I know, right? You were expecting the first Whiteoaks blog of 2017 to be a “top trends to look out for this year” type thing. Wrong. Instead, let’s look back at how technology was used to bring New Years’ Eve celebrations into the 21st century.
The famous London Fireworks attracted a huge crowd of people, with the allocated 110,000 tickets selling like hotcakes. While a ticket entitled attendees to a fully immersive experience (I for one love the sound and smells of a good fireworks display), there is no guarantee a view of the display will be any good. By midnight, thousands and thousands of firework-lovers and revellers would’ve been standing around all day trying to find the best viewpoint. And let’s not forget it’s December and highly unlikely to be warm in any kind of way.
That’s where the BBC stepped in. For the first time, internet users were able to feel like they were standing at the side of the Thames looking up at the colourful Catherine Wheels as the display was broadcast live on YouTube in 360-degrees.
Obviously, the display was still broadcast on TV like it usually is, but in my opinion, that’s pretty static and is the same each year. What this 360-degree allowed you to do was plant yourself in amongst the rest of the crowd. You could look up, down, left, right and behind you from a single static position. This was all done by dragging your mouse around the screen on a laptop or PC, or if you have a smartphone (who doesn’t?) you could also change the direction you were looking in by moving the device around.
Cue virtual reality. With the help of basic headsets, such as Google Cardboard or Daydream View, smartphone users can take the experience that little bit further. Essentially this creates a “hands’-free” view, using your head to look around, as you would do if you were right there in London.
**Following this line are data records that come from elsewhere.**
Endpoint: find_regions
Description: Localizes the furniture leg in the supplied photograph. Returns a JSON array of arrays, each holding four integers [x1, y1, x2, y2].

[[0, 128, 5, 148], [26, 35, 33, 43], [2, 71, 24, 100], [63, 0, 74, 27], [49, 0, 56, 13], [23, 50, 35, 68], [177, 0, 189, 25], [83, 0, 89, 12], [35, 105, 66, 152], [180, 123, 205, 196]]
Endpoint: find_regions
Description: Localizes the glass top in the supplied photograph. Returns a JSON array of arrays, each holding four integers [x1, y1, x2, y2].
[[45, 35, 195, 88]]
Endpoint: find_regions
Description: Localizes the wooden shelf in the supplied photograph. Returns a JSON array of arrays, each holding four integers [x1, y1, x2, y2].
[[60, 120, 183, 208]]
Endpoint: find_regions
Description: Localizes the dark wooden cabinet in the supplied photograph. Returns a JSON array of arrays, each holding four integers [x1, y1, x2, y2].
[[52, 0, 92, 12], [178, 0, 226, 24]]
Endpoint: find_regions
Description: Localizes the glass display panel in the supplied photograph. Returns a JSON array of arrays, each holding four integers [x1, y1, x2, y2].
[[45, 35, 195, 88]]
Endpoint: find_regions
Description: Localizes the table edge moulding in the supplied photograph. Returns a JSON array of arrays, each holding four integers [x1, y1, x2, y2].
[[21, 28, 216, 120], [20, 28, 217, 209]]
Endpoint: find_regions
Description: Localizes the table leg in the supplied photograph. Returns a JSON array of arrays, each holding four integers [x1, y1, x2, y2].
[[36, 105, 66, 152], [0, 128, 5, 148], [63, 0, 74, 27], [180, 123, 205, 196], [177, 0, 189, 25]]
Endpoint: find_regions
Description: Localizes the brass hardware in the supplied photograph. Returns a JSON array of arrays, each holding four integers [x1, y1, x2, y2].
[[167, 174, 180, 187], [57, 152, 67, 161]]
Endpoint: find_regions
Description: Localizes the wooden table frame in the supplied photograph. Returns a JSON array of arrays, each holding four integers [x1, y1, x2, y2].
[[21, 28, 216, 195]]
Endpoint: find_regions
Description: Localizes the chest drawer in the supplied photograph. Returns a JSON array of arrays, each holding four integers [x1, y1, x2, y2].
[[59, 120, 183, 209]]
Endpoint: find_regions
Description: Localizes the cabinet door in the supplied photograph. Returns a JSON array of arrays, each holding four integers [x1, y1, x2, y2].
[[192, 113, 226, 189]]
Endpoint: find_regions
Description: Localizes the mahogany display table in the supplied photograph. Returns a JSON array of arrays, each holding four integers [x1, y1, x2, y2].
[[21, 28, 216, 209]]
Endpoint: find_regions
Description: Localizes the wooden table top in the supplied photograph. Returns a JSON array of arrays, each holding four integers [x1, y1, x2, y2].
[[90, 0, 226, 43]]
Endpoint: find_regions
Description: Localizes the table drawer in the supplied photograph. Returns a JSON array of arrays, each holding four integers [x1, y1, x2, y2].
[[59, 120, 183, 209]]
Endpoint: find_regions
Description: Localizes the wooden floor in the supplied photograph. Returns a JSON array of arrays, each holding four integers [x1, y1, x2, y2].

I believe, thanks this type of technology, crowds are set to change forever. It means any type of event which attracts a mass of people can be streamed live to the rest of the world. If it’s in another country, or if you can’t get a ticket, don’t worry. Instead of the normal broadcast view of sporting events or concerts, for example, in the very near future it will become mainstream to watch an event online as if you are in the front row, choosing your own point of view — which, let’s be honest, is what we all want! I’m sure this will be welcomed by many as you just can’t beat getting involved in the live action.